7. The facts of the present case are completely distinct and are no way related to the facts which arose for consideration in the aforesaid case. In the case at hand, the cheque had been issued by the Petitioner was dishonoured on the ground of 'insufficiency of fund'. In the present case, there is no requirement for a determination of loss being sustained by the Opposite Party. I am of the view that the Learned Single Judge of the Calcutta High Court, failed to take into consideration the implication of Section. 139 of N.I. Act. The same is quoted herein below:

139. Presumption in favour of holder- It shall be presumed, unless the contrary is proved, that the holder of a cheque received the cheque of the nature referred to in Section 138 for the discharge, in whole or in part, or any debt or other liability.

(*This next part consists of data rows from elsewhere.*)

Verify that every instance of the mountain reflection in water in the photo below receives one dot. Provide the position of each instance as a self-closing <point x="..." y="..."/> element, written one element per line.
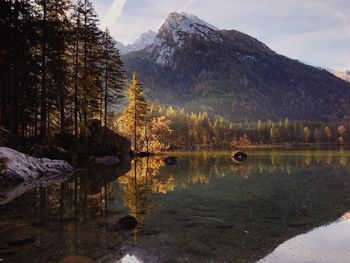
<point x="205" y="209"/>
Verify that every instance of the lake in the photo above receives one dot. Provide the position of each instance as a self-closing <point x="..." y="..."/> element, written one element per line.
<point x="278" y="206"/>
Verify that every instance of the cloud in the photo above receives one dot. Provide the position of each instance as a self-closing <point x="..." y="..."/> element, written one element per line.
<point x="314" y="31"/>
<point x="113" y="12"/>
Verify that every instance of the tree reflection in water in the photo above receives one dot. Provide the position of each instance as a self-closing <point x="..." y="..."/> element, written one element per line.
<point x="200" y="207"/>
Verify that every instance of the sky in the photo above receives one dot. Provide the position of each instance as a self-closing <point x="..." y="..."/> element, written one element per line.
<point x="316" y="32"/>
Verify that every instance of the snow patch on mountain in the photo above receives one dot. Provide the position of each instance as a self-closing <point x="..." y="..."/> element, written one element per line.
<point x="170" y="36"/>
<point x="141" y="42"/>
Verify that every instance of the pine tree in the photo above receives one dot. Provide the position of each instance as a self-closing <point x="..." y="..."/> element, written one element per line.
<point x="113" y="75"/>
<point x="135" y="115"/>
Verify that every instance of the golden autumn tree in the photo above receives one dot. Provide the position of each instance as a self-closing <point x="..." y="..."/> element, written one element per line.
<point x="157" y="134"/>
<point x="135" y="116"/>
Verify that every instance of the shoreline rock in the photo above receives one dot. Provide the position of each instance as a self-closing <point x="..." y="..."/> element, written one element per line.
<point x="21" y="167"/>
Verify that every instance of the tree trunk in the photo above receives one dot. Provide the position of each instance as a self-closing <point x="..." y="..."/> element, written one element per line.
<point x="43" y="113"/>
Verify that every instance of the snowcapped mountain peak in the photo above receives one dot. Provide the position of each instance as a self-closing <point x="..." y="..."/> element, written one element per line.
<point x="140" y="43"/>
<point x="145" y="39"/>
<point x="178" y="24"/>
<point x="173" y="33"/>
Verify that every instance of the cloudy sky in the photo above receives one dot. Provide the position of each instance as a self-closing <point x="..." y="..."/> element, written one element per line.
<point x="316" y="32"/>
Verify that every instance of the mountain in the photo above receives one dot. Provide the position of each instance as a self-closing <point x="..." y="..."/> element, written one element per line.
<point x="227" y="73"/>
<point x="345" y="75"/>
<point x="141" y="42"/>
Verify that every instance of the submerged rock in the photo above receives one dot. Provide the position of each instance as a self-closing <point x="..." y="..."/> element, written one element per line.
<point x="107" y="160"/>
<point x="22" y="167"/>
<point x="128" y="222"/>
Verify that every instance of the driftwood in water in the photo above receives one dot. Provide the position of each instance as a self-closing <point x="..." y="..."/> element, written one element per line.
<point x="170" y="160"/>
<point x="239" y="156"/>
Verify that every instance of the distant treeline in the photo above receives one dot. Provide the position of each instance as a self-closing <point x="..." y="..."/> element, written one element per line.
<point x="191" y="130"/>
<point x="58" y="70"/>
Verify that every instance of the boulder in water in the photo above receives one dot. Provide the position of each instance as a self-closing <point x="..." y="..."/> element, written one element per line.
<point x="107" y="160"/>
<point x="128" y="222"/>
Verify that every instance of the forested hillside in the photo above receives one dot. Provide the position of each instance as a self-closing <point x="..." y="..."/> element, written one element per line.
<point x="229" y="74"/>
<point x="58" y="70"/>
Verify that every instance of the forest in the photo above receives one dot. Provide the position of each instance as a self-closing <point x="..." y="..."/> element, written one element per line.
<point x="59" y="71"/>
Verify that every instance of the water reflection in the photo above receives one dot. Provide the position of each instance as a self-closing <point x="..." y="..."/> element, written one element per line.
<point x="68" y="221"/>
<point x="205" y="209"/>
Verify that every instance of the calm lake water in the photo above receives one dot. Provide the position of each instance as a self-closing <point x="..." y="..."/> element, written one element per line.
<point x="278" y="206"/>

8. The presumption of law available under Section 139 of N.I. Act can be rebutted by adducing evidence to the contrary as held by the Hon'ble Supreme Court in the case of P. Venugopal v. Madan P. Sarathi (supra). Such a presumption raised in favour of the holder of the cheque must be kept confined to the matters covered thereby. The presumption raised does not extend to the extent that the cheque was issued for the discharge of any debt or liability, which is required to be proved by the complainant.

9. In the light of the aforesaid provision of law as well as the Judgment of the Hon'ble Supreme Court noted hereinabove, I am of the considered view that there is no merit in the present revision and accordingly the same is dismissed.

Since the matter relates to the year 2006, the Trial Court is directed to dispose the same expeditiously without being influenced by any observations made in this case since the findings herein are confined to the determination of the present revision petition alone.